Statistical Properties of Large Margin Classifiers

Peter Bartlett
BIOwulf Technologies
(visiting UC Berkeley)
 

Many successful pattern classification algorithms can be viewed as large margin classifiers: they use thresholded real-valued functions, and choose these functions by minimizing a cost function involving the margin (the amount by which the function's value lies to the correct side of the threshold).  Voting methods such as adaboost, kernel methods such as support vector machines, neural network classifiers, and logistic regression can all be viewed in this way.  This talk will present recent results on the convergence of the risk (misclassification probability) of large margin classifiers.

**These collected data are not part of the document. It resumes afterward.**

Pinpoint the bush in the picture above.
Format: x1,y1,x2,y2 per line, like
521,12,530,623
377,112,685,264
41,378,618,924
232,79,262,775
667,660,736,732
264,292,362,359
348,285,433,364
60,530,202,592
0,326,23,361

Finding a classifier from some class with risk near the minimal value over that class is computationally infeasible for many interesting classes.  As a consequence of our results, we show that large margin classification algorithms can be viewed as computationally feasible approaches to approximately minimizing risk, where the notion of approximation error depends on the margin cost function.

We also show that under Tsybakov's low noise assumption (for instance, that the conditional probability of one class is bounded away from 1/2), the risk converges surprisingly quickly: as quickly as the rates exhibited by Tsybakov using the computationally infeasible approach of empirical risk minimization.

(joint work with Jon McAuliffe and Mike Jordan)